Dimanche des Rameaux

Mt 21, 1-10/ Is 50,4-7 / Ps 21 / Ph 2,6-11 / Mt 26, 14-66

Giotto

Nous sommes empêchés cette année de bénir nos rameaux. Mais nous pouvons relire le récit de l’entrée triomphale à Jérusalem et de la passion du Seigneur.

Alors que signifie ce rameau dans mon imaginaire religieux, puisque je n’en aurai pas pour l’instant ? Comment est-ce que je vis ce manque ? Dans l’angoisse ? La frustration ? Il me manquerait un grigri, un doudou, un porte-bonheur ? Oh que non.

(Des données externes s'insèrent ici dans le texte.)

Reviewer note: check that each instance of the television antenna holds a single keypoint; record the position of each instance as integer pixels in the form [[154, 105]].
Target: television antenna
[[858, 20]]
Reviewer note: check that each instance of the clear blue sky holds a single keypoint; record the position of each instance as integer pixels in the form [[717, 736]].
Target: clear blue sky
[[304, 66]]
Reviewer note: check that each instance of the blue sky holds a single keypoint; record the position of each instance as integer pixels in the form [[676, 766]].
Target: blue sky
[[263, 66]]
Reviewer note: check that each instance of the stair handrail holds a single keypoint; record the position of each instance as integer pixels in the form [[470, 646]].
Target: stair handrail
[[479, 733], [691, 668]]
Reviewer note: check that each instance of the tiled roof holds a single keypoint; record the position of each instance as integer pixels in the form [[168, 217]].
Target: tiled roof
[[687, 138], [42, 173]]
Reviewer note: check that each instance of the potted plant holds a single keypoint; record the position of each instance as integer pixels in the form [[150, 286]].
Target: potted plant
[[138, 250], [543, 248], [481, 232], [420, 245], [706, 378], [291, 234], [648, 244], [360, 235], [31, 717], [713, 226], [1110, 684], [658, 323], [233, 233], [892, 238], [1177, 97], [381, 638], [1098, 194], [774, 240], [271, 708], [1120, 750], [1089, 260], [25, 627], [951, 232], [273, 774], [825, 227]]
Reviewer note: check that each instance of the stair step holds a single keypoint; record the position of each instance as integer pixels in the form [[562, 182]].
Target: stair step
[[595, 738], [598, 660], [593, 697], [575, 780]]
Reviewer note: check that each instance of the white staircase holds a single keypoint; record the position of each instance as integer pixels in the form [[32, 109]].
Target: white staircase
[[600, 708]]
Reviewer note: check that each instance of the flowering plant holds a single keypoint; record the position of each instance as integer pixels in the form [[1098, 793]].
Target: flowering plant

C’est plus que cela, et finalement être privé du rameau bénit pour un moment nous invite à mieux le considérer.

Il reste chez nous la croix, notre crucifix (s’il n’y est plus il est temps de le remettre). Nous avons tous chez nous des photos de ceux qui nous sont chers, des vivants, des défunts dont l’absence nous fait souffrir. En gardant leur photo sous nos regards, nous voulons montrer qu’ils sont présents et qu’au fond, nous savons bien qu’ils sont vivants, que leur absence ne ternit pas l’amour que nous leur portons.

Jésus nous a aimés jusqu’à la mort : voilà la source de tout amour. Saint Paul nous disait dans la deuxième lecture : « Lui qui était de condition divine, il n’a pas jugé bon de revendiquer le droit d’être traité à l’égal de Dieu ». Parce que lui, Jésus, le fils de Dieu, parce qu’il n’a pas craint de se faire homme, parce qu’il n’a pas craint de nous aimer jusqu’à la mort, les situations les plus angoissantes et les plus tragiques trouvent en lui leur espérance.

Ce n’est pas moche un Christ en croix : c’est le signe de l’amour de Dieu sans condition pour chacun de nous. Les personnes que l’on aime ne sont jamais laides. Si nous reconnaissons l’amour de Jésus pour nous, alors nous l’aimons lui aussi, et c’est bien ce que nous sommes venus lui dire en ouvrant ce message, en essayant de prendre du temps pour lui. Comment pourrions-nous lui dire : je t’aime bien mais je ne peux pas te voir ?

Posons-nous cette question de la place de Jésus dans nos vies. Pas seulement dans notre tête, pas seulement dans notre cœur : Jésus dans notre cuisine, Jésus dans notre chambre, Jésus dans nos carrefours, dans ce confinement qui est le nôtre et qui peut être une opportunité de nous retrouver avec lui nous aussi attachés à la croix. Il a voulu prendre notre humanité, toute notre humanité, jusqu’à la mort.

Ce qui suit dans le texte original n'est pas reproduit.